Design of an Effective Antenna for Partial Discharge Detection in Insulation Systems of Inverter-fed Motors

• Published in: IEEE transactions on industrial electronics (1982) Vol. 69; no. 12; pp. 13727 - 13735
• Main Authors: Wang, Peng, Ma, Shijin, Akram, Shakeel, Meng, Pengfei, Castellon, Jerome, Li, Zongze, Montanari, Gian Carlo
• Format: Journal Article
• Language: English
• Published: New York IEEE 01.12.2022; The Institute of Electrical and Electronics Engineers, Inc. (IEEE)
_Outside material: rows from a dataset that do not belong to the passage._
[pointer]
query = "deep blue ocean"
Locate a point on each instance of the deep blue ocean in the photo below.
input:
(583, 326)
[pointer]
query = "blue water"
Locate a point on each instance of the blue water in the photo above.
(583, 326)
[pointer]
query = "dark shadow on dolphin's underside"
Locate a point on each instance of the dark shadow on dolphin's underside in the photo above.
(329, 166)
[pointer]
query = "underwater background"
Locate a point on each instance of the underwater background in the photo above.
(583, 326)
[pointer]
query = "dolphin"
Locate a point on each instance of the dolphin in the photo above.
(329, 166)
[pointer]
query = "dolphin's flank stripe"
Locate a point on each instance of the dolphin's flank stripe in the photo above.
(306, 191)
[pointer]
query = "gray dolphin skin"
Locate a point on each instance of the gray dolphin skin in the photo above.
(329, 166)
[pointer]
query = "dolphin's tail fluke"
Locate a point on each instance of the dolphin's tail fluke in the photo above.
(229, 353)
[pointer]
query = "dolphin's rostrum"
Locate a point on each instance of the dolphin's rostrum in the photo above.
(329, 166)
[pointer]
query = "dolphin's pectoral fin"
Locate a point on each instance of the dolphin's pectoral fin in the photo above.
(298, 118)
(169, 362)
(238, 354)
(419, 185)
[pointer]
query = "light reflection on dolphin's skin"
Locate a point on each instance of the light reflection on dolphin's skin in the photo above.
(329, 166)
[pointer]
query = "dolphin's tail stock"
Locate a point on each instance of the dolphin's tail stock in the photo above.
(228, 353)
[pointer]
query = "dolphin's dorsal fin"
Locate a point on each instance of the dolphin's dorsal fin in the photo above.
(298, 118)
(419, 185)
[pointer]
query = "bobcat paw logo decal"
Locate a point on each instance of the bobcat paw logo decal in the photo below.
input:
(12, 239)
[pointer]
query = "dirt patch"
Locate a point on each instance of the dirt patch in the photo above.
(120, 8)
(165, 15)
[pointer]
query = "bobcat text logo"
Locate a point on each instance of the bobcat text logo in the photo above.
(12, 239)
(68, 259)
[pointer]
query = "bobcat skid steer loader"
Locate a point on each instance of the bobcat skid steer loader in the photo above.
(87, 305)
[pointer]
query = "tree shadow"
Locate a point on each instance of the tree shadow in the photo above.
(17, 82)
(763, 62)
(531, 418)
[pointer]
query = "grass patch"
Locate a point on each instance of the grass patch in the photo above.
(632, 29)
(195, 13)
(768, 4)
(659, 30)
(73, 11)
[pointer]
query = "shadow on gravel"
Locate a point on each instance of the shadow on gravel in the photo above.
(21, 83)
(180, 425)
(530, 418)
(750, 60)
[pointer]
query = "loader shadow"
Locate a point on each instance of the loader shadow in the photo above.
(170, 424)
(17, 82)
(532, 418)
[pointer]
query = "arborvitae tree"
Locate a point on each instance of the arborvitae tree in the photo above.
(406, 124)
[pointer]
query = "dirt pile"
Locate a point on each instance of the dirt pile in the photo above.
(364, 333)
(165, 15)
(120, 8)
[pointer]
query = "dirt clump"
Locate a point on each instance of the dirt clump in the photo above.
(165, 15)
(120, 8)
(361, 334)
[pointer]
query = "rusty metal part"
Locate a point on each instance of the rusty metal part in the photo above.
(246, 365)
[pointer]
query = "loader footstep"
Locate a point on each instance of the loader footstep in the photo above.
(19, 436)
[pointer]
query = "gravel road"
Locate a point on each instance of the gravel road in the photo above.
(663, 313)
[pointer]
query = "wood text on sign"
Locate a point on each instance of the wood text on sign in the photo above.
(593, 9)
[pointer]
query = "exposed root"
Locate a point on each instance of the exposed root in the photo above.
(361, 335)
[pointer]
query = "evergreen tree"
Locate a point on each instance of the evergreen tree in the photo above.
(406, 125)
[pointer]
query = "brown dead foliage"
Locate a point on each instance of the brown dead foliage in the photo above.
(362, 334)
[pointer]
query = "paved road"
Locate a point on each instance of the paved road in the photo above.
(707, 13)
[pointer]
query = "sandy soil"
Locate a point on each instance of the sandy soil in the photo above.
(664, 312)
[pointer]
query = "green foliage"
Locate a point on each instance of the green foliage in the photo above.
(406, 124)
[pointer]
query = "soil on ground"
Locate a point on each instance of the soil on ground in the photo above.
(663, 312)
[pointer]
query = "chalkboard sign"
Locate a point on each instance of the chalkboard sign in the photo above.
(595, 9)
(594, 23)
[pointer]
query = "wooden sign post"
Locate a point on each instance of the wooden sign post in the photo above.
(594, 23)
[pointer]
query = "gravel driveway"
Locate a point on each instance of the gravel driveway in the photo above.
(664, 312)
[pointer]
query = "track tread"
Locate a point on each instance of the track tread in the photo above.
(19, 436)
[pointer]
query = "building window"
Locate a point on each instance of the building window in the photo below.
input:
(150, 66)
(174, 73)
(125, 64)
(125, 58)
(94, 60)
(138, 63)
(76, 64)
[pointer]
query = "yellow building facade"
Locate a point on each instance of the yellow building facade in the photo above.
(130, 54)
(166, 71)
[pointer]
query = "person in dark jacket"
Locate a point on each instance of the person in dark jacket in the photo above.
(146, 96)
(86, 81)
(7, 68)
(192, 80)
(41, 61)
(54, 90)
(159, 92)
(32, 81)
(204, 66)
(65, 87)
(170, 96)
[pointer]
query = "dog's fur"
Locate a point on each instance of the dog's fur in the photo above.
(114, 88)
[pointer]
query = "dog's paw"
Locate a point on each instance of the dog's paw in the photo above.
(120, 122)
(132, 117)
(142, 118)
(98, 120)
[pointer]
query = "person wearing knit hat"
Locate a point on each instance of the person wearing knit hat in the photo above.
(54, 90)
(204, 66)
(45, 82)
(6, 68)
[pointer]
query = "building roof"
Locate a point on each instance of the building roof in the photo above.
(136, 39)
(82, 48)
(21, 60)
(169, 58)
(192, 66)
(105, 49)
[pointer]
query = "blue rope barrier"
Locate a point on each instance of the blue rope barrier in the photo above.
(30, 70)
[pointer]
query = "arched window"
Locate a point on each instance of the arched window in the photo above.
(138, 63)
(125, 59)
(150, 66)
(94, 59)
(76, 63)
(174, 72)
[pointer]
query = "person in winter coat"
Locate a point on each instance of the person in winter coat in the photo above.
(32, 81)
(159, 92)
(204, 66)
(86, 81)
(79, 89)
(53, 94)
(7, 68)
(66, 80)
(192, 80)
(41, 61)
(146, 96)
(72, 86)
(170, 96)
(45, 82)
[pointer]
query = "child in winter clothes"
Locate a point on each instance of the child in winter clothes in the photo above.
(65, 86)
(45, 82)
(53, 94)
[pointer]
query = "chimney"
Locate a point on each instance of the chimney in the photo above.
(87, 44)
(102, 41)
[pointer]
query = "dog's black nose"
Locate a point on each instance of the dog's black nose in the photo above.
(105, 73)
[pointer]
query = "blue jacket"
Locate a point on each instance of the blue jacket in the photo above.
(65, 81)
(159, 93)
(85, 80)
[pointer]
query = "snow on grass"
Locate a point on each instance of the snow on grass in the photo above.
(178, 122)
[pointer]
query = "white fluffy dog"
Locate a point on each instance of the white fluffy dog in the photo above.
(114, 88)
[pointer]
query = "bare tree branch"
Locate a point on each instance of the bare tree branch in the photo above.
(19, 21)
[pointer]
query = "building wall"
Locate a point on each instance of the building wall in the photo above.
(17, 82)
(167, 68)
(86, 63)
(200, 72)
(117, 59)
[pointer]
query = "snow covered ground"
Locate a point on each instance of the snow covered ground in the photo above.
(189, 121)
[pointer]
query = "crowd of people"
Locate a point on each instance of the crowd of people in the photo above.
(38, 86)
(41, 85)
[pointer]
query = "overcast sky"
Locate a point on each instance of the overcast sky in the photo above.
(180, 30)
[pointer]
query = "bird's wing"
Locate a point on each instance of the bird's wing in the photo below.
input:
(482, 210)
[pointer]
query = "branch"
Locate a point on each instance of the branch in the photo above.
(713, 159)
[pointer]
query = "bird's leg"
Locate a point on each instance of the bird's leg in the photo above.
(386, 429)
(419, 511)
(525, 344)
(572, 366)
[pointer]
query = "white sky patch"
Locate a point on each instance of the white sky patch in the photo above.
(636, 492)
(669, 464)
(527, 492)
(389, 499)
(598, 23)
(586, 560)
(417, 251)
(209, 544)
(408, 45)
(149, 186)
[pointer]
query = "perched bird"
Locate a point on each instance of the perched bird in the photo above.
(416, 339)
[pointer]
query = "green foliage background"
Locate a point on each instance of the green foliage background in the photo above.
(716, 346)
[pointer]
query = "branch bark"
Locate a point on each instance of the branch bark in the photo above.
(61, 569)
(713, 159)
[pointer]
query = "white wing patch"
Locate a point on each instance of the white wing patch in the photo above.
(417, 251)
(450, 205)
• Subjects: Antennas; Archimedean spiral antenna; Baluns; Design optimization; Discharge; Electric potential; Electromagnetic interference; Electronic devices; Frequency ranges; Insulation; insulation system; inverter-fed motor; Inverters; Media; media superstrate; partial discharge; Partial discharges; pulsewidth modulation (PWM); repetitive impulse voltage; sensor; Signal to noise ratio; Spiral antennas; Spirals; System effectiveness; Voltage; Voltage measurement
• ISSN: 0278-0046; 1557-9948
• DOI: 10.1109/TIE.2021.3130335

Partial discharge (PD) measurements under repetitive impulse voltages are critical for the qualification of inverter-fed motor insulation systems. Severe electromagnetic interference due to high frequency switching from power electronic devices can cause the traditional PD detection techniques of sinusoidal voltage unfeasible. This article presents the design of an Archimedes spiral antenna that can work effectively for PD detection under fast rise time repetitive impulse voltages. The antenna structure is optimized by a media superstrate with a high dielectric constant over the radiant surface. Through the optimized design, both the gains of the antenna in the 0.5-1.5 GHz frequency range and the signal-to-noise ratio for PD detection are increased substantially. Modeling and experimental results prove that the gain of the antenna can reach 2.5 dB in the frequency range of 500-900 MHz and become higher than 7.0 dB in the frequency range of 900-2.0 GHz, with a voltage standing-wave ratio smaller than 1.4. This seems to be a significant achievement for PD detection under fast rise time impulse voltages.